The incident review says the outage was resolved in twelve minutes. The dashboard agrees: deploy at 14:02, alert at 14:08, "resolved" at 14:20. Then a support lead points out that customers were getting 500s from 13:55, seven minutes before the deploy even finished rolling out, and that the checkout path stayed broken for a paying cohort until 15:10. The real recovery took over an hour. The twelve-minute number measured how fast engineering clicked resolve, not how fast the problem went away.
Failed deployment recovery time, still widely called mean time to recovery (MTTR), is the metric that gap belongs to. It measures how long it takes to restore service after a deployment causes a failure. The definition is not the hard part. The number is only honest if the clock starts when customers are affected and stops when the problem is actually fixed, not when someone declares it resolved.

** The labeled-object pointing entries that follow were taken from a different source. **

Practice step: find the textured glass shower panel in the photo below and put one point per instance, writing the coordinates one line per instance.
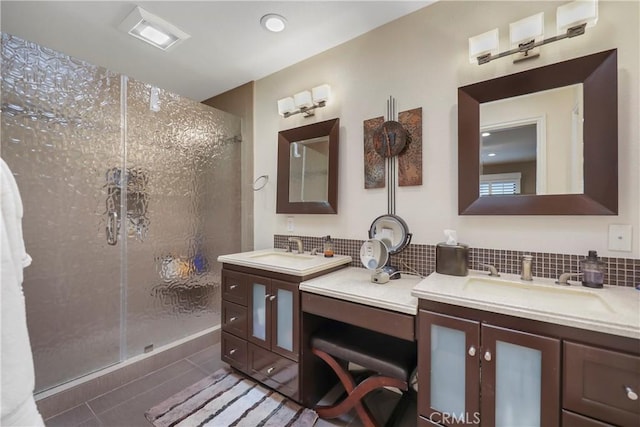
(184, 211)
(60, 133)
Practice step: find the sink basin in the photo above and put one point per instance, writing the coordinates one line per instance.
(287, 258)
(555, 298)
(277, 260)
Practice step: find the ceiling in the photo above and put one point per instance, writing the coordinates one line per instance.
(227, 48)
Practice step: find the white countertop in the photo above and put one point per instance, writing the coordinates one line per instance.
(280, 261)
(354, 284)
(612, 310)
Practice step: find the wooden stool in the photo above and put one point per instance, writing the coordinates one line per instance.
(392, 359)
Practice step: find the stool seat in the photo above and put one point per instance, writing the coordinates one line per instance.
(387, 355)
(392, 359)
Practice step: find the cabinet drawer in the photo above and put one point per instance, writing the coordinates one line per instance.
(601, 384)
(274, 371)
(234, 287)
(234, 319)
(569, 419)
(234, 351)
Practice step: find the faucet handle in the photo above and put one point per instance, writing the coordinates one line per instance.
(564, 278)
(492, 270)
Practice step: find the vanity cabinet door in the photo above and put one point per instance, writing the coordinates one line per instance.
(448, 369)
(274, 315)
(285, 324)
(259, 311)
(520, 378)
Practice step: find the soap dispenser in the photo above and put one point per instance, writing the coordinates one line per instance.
(592, 271)
(328, 247)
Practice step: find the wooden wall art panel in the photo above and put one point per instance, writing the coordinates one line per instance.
(409, 160)
(373, 163)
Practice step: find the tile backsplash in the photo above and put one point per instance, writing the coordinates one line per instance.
(422, 259)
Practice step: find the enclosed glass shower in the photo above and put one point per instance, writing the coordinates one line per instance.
(130, 193)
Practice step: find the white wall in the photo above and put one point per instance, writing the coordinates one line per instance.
(421, 60)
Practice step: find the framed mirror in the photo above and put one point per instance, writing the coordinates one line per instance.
(308, 169)
(542, 141)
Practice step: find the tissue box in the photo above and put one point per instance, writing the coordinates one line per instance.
(452, 259)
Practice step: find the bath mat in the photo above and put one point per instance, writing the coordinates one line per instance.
(227, 398)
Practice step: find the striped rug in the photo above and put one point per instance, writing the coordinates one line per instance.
(226, 399)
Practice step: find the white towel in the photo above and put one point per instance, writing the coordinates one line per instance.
(17, 383)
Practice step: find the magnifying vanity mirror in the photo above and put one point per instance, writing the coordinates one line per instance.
(308, 169)
(541, 142)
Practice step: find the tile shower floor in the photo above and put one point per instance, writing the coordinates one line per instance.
(126, 405)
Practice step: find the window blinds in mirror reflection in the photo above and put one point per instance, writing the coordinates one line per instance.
(537, 137)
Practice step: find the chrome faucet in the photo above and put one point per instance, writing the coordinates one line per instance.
(298, 242)
(564, 278)
(526, 268)
(492, 270)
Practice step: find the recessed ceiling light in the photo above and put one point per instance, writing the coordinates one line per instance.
(152, 29)
(272, 22)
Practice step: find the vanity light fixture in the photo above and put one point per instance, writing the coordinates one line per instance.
(152, 29)
(304, 102)
(528, 34)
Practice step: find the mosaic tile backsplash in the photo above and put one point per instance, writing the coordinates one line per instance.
(422, 259)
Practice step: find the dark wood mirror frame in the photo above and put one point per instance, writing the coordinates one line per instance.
(330, 128)
(598, 74)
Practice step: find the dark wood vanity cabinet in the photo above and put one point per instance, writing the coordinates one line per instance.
(474, 372)
(261, 328)
(560, 376)
(600, 384)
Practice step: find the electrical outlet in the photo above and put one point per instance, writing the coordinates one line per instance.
(620, 237)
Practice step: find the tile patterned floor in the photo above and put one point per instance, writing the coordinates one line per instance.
(126, 405)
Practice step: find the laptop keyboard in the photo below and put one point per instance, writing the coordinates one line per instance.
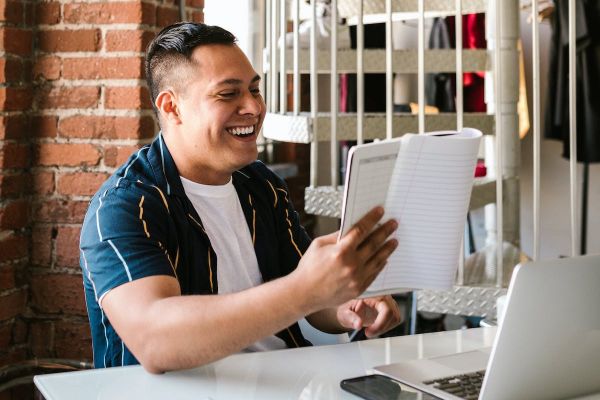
(466, 386)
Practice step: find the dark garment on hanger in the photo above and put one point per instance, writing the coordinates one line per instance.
(375, 84)
(439, 88)
(587, 82)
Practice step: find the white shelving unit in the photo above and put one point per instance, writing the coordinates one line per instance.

Recovery time is one of the five DORA metrics, and one of the three stability metrics alongside change fail rate and deployment rework rate. Where change failure rate asks how often you break production, recovery time asks how long the breakage lasts. What follows is the stability metric that accepts failure as inevitable: what it measures, where the two clock decisions hide, and how to bring it down without relying on heroics.
What mean time to recovery (MTTR) measures
DORA now publishes this metric as failed deployment recovery time. The older name, mean time to recovery (MTTR), is still in wide colloquial use and refers to the same thing: when a deployment causes a failure in production, how long does it take to restore normal service. It is a measure of resilience, not prevention. A team can have a low change failure rate and a slow recovery time, which means failures are rare but painful when they land.
The 2024 DORA Report bands run from under one hour for Elite teams, to under one day for High, one day to one week for Medium, and over six months for Low. As with every DORA band, the gap between tiers is what matters: a team recovering in 40 minutes versus 55 minutes is in the same place, but a team at 40 minutes versus three days is running an entirely different operation. The faster band is not luck. It comes from the deploy being reversible and the team knowing immediately that something is wrong.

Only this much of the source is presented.